# Launch a Seldon Deployment
> Get an ML endpoint up and running on your cluster!

- toc: true 
- badges: true
- comments: true
- categories: [kubernetes, docker]

### Reqs
* access to kubernetes cluster 
    * If you are coming from [Launch a local kubernetes cluster](https://ntorba.github.io/writing/jupyter/2020/07/17/local-kubernetes.html), you are good to follow this example. If not, you can quickly follow that post before running the example here!

### Goal
* Launch first seldon deployment with grpc or rest 

We will do this by following these steps: 
1. Define python component
2. Write a Dockerfile, requirements.txt, then build the image
3. Run a container based on new image to test the endpoint
4. Define SeldonDeployment yaml file 
5. `kubectl apply` SeldonDeployment to the cluster. 

### Define Python Component
I'm taking this example code directly from [seldon-core irisClassifier example](https://github.com/SeldonIO/seldon-core/blob/master/examples/models/sklearn_iris/sklearn_iris.ipynb). 
This is a classic sklearn example we will be able to get up quick. 

In [4]:
#hide_output
!mkdir iris_classifier

mkdir: iris_classifier: File exists


In [5]:
%%writefile iris_classifier/train_iris.py
#collapse_show
#hide_output
import joblib
from sklearn.pipeline import Pipeline
from sklearn.linear_model import LogisticRegression
from sklearn import datasets


OUTPUT_FILE = "iris_classifier/IrisClassifier.sav"


def main():
    clf = LogisticRegression(solver="liblinear", multi_class="ovr")
    p = Pipeline([("clf", clf)])
    print("Training model...")
    p.fit(X, y)
    print("Model trained!")

    print(f"Saving model in {OUTPUT_FILE}")
    joblib.dump(p, OUTPUT_FILE)
    print("Model saved!")


if __name__ == "__main__":
    print("Loading iris data set...")
    iris = datasets.load_iris()
    X, y = iris.data, iris.target
    print("Dataset loaded!")

    main()

Overwriting iris_classifier/train_iris.py


In [6]:
#hide_output
!python iris_classifier/train_iris.py

Loading iris data set...
Dataset loaded!
Training model...
Model trained!
Saving model in iris_classifier/IrisClassifier.sav
Model saved!


In [7]:
%%writefile iris_classifier/IrisClassifier.py
#collapse_show
#hide_output
import joblib

class IrisClassifier(object):

    def __init__(self):
        self.model = joblib.load('IrisClassifier.sav')

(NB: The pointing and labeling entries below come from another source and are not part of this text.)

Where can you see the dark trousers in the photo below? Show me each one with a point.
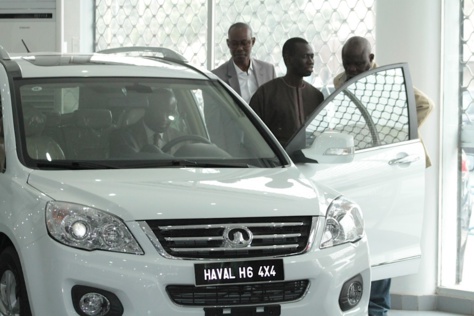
(379, 302)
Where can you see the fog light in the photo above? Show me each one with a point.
(351, 293)
(91, 301)
(94, 304)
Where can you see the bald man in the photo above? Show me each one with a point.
(242, 72)
(357, 57)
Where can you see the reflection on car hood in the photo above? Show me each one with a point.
(139, 194)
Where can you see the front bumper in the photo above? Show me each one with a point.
(140, 281)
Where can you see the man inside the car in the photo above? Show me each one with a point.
(152, 131)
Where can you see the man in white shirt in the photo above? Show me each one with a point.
(243, 73)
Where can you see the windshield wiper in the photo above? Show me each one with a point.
(207, 164)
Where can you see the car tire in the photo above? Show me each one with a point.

    def predict(self,X,features_names):
        return self.model.predict_proba(X)

Overwriting iris_classifier/IrisClassifier.py


I'm going to slightly differ from their example, and use a Dockerfile to create the docker image for this component instead of s2i. Feel free to use s2i directly from their example instead! 

In [8]:
%%writefile iris_classifier/requirements.txt
#hide_output
sklearn
seldon-core

Overwriting iris_classifier/requirements.txt


In [9]:
%%writefile iris_classifier/Dockerfile
#collapse_show
#hide_output
FROM python:3.7-slim
COPY . /app
WORKDIR /app
RUN pip install -r requirements.txt
EXPOSE 5000

# Define environment variable
ENV MODEL_NAME IrisClassifier 
ENV API_TYPE GRPC
ENV SERVICE_TYPE MODEL 
ENV PERSISTENCE 0

# seldon-core-microservice is a command line tool installed with the seldon-core python libray. You can use this locally as well!
CMD exec seldon-core-microservice $MODEL_NAME $API_TYPE --service-type $SERVICE_TYPE --persistence $PERSISTENCE

Overwriting iris_classifier/Dockerfile


To test this example, let's build and run the docker image! 

In [10]:
#hide_output
!docker build iris_classifier/ -t localhost:5000/iris_ex:latest

Sending build context to Docker daemon  11.78kB
Step 1/10 : FROM python:3.7-slim
 ---> b386e7420fc3
Step 2/10 : COPY . /app
 ---> 8043c32e806b
Step 3/10 : WORKDIR /app
 ---> Running in 42a51b1c659a
Removing intermediate container 42a51b1c659a
 ---> e394066644bf
Step 4/10 : RUN pip install -r requirements.txt
 ---> Running in 78caa2bd9937
Collecting sklearn
  Downloading sklearn-0.0.tar.gz (1.1 kB)
Collecting seldon-core
  Downloading seldon_core-1.2.2-py3-none-any.whl (108 kB)
Collecting scikit-learn
  Downloading scikit_learn-0.23.2-cp37-cp37m-manylinux1_x86_64.whl (6.8 MB)
Collecting gunicorn<20.1.0,>=19.9.0
  Downloading gunicorn-20.0.4-py2.py3-none-any.whl (77 kB)
Collecting flatbuffers<2.0.0
  Downloading flatbuffers-1.12-py2.py3-none-any.whl (15 kB)
Collecting Flask-cors<4.0.0
  Downloading Flask_Cors-3.0.8-py2.py3-none-any.whl (14 kB)
Collecting protobuf<4.0.0
  Downloading protobuf-3.12.4-cp37-cp37m-manylinux1_x86_64.whl (1.3 MB)
Collecting opentracing<2.4.0,>=2.2.0
  Downloadi

In [11]:
!docker run --name "iris_predictor" -d --rm -p 5001:5000 localhost:5000/iris_ex:latest

37d79dbbf6061564bb0e2db262db1dd9833da7baea988b8265a9a6441de8a9ea


You could also remove the -d argument from the above command and run this command in a separate window to see the log output while sending requests to the endpoint. Test the endpoint with the curl below! 

In [27]:
import numpy as np
import grpc 
from seldon_core.proto import prediction_pb2
from seldon_core.proto import prediction_pb2_grpc

# !curl -s http://localhost:5001/predict -H "Content-Type: application/json" -d '{"data":{"ndarray":[[5.964,4.006,2.081,1.031]]}}'

data = np.array([[5.964,4.006,2.081,1.031]])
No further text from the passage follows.